They are not equal. Part of the definition of equality of functions should be that they have the same domain and codomain. That is, functions $f : X \to Y$ and $g : Z \to W$ are equal iff $X = Z, Y = W$, and $f(x) = g(x)$ for all $x \in X = Z$.
As discussed in the link, this is not the definition of equality you get if you think of functions $f : X \to Y$ in terms of their graphs $\Gamma_f \subset X \times Y$, since any two empty functions have the same graph (the empty subset of the empty set). But you don't have to do that, and you shouldn't. From a category-theoretic point of view it simply does not make sense to ask whether two morphisms in a category are equal unless they have the same source and target. And when we pass from the graph of a function to the function itself, it's not enough just to know the graph as a subset of the set $X \times Y$; we also have to know what the two coordinate projections $\pi_X : X \times Y \to X$ and $\pi_Y : X \times Y \to Y$ are, in order to know what values the function takes.

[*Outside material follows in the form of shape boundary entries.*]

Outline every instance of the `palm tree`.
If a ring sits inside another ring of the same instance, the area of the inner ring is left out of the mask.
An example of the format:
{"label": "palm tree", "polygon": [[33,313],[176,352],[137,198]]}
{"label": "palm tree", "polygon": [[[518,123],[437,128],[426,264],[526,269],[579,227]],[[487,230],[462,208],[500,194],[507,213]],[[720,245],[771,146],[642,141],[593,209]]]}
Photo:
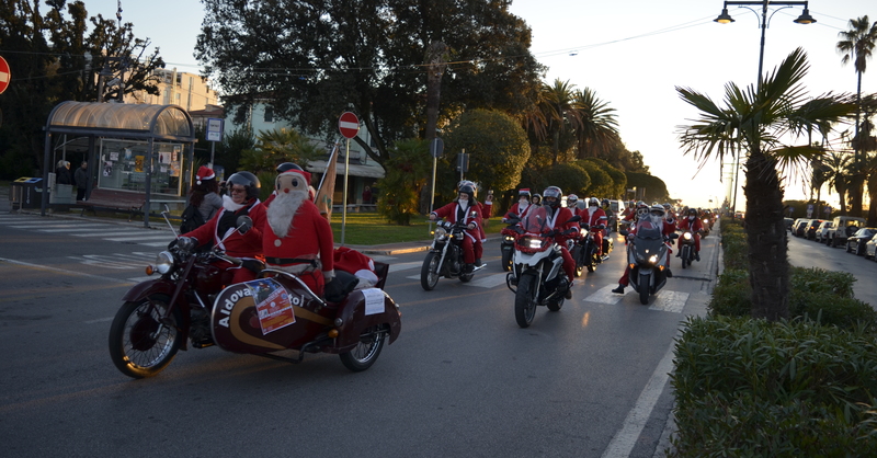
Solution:
{"label": "palm tree", "polygon": [[[861,113],[862,101],[862,73],[865,72],[867,61],[870,58],[875,44],[877,44],[877,22],[870,24],[868,16],[864,15],[859,19],[850,20],[850,30],[838,33],[841,38],[838,42],[838,53],[843,55],[841,64],[846,65],[853,61],[853,67],[856,70],[856,105],[859,108],[856,111],[856,125],[854,140],[858,139],[858,118]],[[858,159],[859,148],[855,146],[855,156]],[[862,215],[862,194],[864,191],[866,175],[864,172],[858,172],[853,176],[853,195],[851,202],[851,211],[854,216]]]}
{"label": "palm tree", "polygon": [[728,82],[721,106],[692,89],[676,88],[682,100],[701,112],[696,124],[681,127],[686,153],[702,163],[714,156],[721,160],[726,154],[748,153],[744,193],[752,316],[771,321],[788,317],[788,247],[779,171],[806,165],[822,153],[809,142],[788,146],[783,140],[806,140],[810,129],[828,136],[834,123],[855,110],[831,94],[808,101],[801,83],[807,70],[807,55],[798,48],[758,87],[743,90]]}
{"label": "palm tree", "polygon": [[579,110],[580,127],[576,129],[579,142],[579,159],[607,153],[618,142],[618,121],[615,108],[600,100],[596,93],[588,88],[573,94]]}

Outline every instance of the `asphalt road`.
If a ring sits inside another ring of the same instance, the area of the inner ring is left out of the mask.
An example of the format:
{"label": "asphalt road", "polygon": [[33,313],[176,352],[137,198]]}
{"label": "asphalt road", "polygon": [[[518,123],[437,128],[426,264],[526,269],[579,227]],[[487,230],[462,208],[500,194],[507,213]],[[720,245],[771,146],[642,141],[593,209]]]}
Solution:
{"label": "asphalt road", "polygon": [[[424,253],[390,263],[402,331],[376,364],[291,365],[180,352],[133,380],[107,353],[123,294],[170,232],[0,214],[3,456],[634,456],[659,450],[680,323],[703,314],[717,265],[681,270],[649,306],[617,285],[624,245],[559,312],[514,320],[499,242],[470,284],[420,287]],[[838,251],[841,254],[840,251]],[[845,253],[843,253],[845,254]]]}

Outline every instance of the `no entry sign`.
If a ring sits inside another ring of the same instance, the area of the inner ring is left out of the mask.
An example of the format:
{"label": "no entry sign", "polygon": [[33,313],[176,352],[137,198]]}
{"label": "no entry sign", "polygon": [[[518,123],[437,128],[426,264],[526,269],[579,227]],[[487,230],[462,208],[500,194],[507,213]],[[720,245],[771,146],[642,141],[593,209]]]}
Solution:
{"label": "no entry sign", "polygon": [[356,136],[356,133],[360,131],[360,118],[351,112],[344,112],[341,117],[338,118],[338,129],[341,130],[341,135],[343,135],[344,138],[353,138]]}
{"label": "no entry sign", "polygon": [[9,88],[10,78],[9,64],[7,64],[7,59],[0,57],[0,94]]}

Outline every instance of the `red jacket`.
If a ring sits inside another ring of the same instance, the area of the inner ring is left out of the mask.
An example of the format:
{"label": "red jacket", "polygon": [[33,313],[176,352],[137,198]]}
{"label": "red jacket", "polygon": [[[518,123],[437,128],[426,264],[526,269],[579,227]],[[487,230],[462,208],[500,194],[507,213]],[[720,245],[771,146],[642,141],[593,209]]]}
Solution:
{"label": "red jacket", "polygon": [[[223,240],[226,233],[218,233],[217,228],[219,227],[219,220],[224,216],[227,218],[232,218],[232,215],[235,220],[237,220],[237,217],[242,215],[249,216],[253,220],[253,227],[242,236],[240,232],[235,231],[220,243],[220,240]],[[216,245],[225,250],[226,254],[229,256],[262,259],[264,257],[262,255],[262,229],[263,226],[265,226],[264,222],[265,208],[262,206],[262,203],[255,198],[251,201],[249,205],[246,205],[243,208],[237,211],[225,208],[223,211],[217,211],[209,221],[204,224],[204,226],[191,232],[186,232],[181,237],[195,238],[198,241],[198,245],[214,241]]]}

This is extra data, and for empty functions with different codomains this extra data is different. (Of course for empty functions $\pi_Y : \emptyset \times Y = \emptyset \to Y$ is just the original function again, so this is a bit circular. But this at least shows that the graph argument is not decisive.)

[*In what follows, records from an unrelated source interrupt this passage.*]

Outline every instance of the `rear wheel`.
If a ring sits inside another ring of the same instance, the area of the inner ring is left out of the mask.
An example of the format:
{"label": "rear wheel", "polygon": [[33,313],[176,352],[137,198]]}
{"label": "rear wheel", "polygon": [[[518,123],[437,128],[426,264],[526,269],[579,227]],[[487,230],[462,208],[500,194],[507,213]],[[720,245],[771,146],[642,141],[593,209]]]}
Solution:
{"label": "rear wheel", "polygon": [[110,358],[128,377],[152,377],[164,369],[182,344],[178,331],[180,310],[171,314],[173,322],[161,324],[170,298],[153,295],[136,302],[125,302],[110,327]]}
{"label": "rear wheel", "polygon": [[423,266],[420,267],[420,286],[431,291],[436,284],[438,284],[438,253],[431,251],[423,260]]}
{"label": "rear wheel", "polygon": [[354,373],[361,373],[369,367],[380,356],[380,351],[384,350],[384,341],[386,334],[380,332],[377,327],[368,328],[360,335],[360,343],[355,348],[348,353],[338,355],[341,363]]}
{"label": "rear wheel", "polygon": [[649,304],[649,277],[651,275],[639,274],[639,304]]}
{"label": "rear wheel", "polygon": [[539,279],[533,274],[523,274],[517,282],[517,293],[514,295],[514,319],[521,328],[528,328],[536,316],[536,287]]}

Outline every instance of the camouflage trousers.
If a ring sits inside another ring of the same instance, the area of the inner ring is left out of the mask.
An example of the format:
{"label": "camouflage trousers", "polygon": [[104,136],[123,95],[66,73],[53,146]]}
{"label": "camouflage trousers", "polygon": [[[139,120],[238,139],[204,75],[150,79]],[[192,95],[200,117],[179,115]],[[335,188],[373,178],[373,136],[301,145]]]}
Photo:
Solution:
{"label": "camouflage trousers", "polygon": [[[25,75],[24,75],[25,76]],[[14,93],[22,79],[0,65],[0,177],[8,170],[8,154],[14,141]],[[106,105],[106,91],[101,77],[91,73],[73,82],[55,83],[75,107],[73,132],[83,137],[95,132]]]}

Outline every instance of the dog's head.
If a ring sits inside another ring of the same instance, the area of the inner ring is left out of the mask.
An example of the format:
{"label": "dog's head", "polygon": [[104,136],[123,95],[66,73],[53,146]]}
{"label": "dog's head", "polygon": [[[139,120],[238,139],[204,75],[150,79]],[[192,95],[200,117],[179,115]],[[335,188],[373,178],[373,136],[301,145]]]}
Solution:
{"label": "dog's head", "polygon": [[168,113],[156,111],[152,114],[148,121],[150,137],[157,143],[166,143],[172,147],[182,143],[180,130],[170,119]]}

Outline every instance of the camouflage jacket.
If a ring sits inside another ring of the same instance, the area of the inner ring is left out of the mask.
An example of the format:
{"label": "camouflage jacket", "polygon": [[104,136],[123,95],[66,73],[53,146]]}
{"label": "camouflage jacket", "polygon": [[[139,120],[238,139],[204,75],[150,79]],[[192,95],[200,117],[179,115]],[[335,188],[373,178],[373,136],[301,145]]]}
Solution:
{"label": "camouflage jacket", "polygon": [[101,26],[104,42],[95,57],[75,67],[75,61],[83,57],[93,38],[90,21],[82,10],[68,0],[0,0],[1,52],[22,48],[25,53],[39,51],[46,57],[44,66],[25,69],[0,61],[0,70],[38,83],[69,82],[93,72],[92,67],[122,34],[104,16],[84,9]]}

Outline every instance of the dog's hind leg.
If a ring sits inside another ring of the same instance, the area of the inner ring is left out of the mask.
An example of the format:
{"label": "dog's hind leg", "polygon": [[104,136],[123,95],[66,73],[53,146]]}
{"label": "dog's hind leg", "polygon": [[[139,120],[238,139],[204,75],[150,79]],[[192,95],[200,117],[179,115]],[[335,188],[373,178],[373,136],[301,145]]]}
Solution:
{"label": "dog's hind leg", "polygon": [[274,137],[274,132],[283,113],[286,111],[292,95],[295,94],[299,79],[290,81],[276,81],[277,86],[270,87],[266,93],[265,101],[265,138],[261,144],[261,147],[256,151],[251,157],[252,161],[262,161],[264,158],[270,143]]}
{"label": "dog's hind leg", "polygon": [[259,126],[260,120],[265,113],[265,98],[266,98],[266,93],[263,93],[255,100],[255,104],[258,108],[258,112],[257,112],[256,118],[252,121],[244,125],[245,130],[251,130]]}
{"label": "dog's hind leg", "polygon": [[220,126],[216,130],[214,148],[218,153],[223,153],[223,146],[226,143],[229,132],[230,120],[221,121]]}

Here is an additional consideration which may be persuasive. An isomorphism between two morphisms $f : X \to Y$ and $g : Z \to W$ (in the arrow category of some category) is a pair of isomorphisms $h_1 : X \cong Z$ and $h_2 : Y \cong W$ such that $h_2 \circ f = g \circ h_1$. Whatever equality of functions ought to mean it should surely be the case that functions that are equal are isomorphic. But two empty functions with non-isomorphic domains are not isomorphic.